Il se retourna et se dirigea à pas lents vers la porte. Dounia courut vers lui.
– Rodia ! Que fais-tu de ta mère ! chuchota-t-elle, les yeux brillants d’indignation.
Il lui lança un lourd regard.
– Ce n’est rien, vous me reverrez ; je viendrai vous voir de temps en temps, bredouilla-t-il à mi-voix, comme s’il ne comprenait pas pleinement ce qu’il voulait dire ; et il quitta la chambre.
– Égoïste, méchant et sans cœur ! s’exclama Dounia.

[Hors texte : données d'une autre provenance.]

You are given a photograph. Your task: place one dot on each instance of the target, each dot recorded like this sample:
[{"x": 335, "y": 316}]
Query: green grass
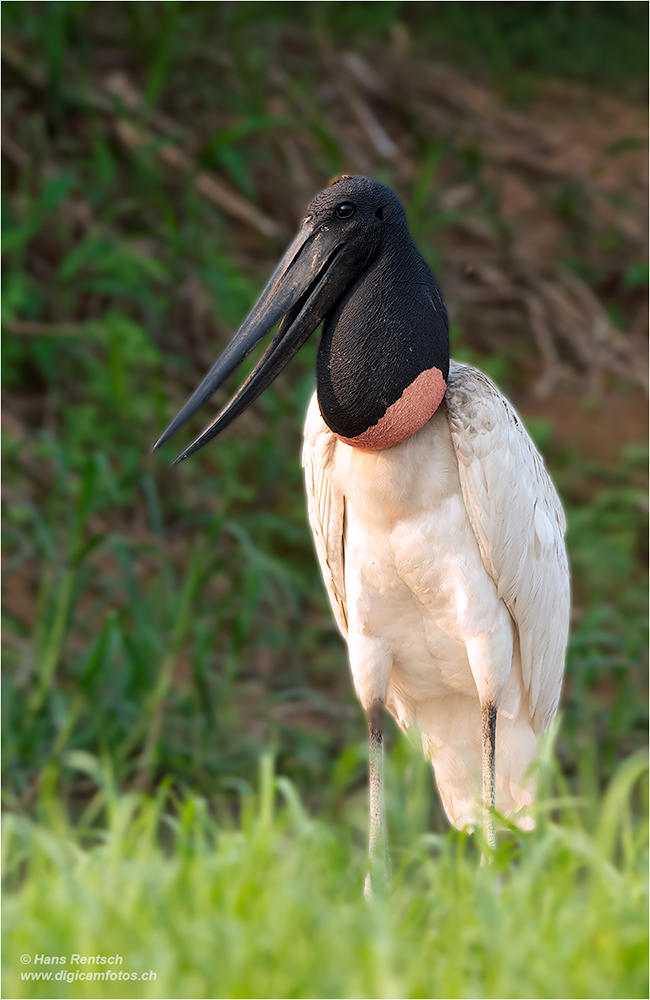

– Il est fou ! Fou ! Il n’est pas « sans cœur » ! C’est un dément ! Ne le voyez-vous donc pas ? C’est vous qui êtes « sans cœur » si vous ne comprenez pas cela, murmurait avec fougue Rasoumikhine à son oreille, en serrant son bras.
– Je reviens à l’instant, cria-t-il à Poulkhéria Alexandrovna, toute figée d’effroi, et il sortit en courant de la chambre.
Raskolnikov s’était arrêté au bout du couloir pour l’attendre.
– J’étais sûr que tu viendrais, dit-il. Retourne vers elles et reste auprès d’elles… Sois aussi demain avec elles… et toujours. Moi, je reviendrai peut-être… si c’est possible. Adieu !
Il s’en alla sans lui donner la main.
– Mais où vas-tu ? Qu’as-tu ? Qu’as-tu donc ? Mais est-ce possible d’agir ainsi !… bredouilla Rasoumikhine complètement déconcerté.
Raskolnikov s’immobilisa de nouveau.
– Une fois pour toutes : ne me questionne jamais. Je n’ai pas de réponse à te faire. Ne viens plus chez moi. Il se peut que je revienne ici… Laisse-moi ; mais elles, ne les abandonne pas. M’as-tu compris ?
Le corridor était obscur ; ils étaient debout près d’une lampe. Ils se dévisagèrent en silence pendant une minute. Rasoumikhine se souvint de cette minute pendant toute sa vie. Le regard brûlant et aigu de Raskolnikov devenait de plus en plus intense, s’enfonçait dans son âme, dans sa conscience. Brusquement, Rasoumikhine frissonna… Quelque chose d’étrange passa entre eux… Une idée glissa de l’un à l’autre ; c’était quelque chose de subtil, d’effrayant, d’horrible, de soudain compréhensible pour tous les deux… Rasoumikhine devint pâle comme un mort.
– Tu comprends, à présent ? dit Raskolnikov, le visage tordu en une grimace maladive… Retourne, va chez elles, ajouta-t-il encore et, pivotant sur ses talons, il sortit dans la rue…
Il ne serait pas possible de décrire ce qui arriva ce soir-là chez Poulkhéria Alexandrovna, comment Rasoumikhine revint, comment il les consola, comment il jura qu’il fallait laisser Rodia se reposer parce qu’il était malade. Il promit que Rodia reviendrait, qu’il viendrait les voir chaque jour ; il dit que Rodia était très ébranlé et qu’il ne fallait pas l’énerver. Lui-même allait le surveiller, lui trouver un bon docteur, un meilleur docteur, tout un conseil de médecins… En un mot, à partir de ce soir-là, Rasoumikhine devint pour elles un fils et un frère.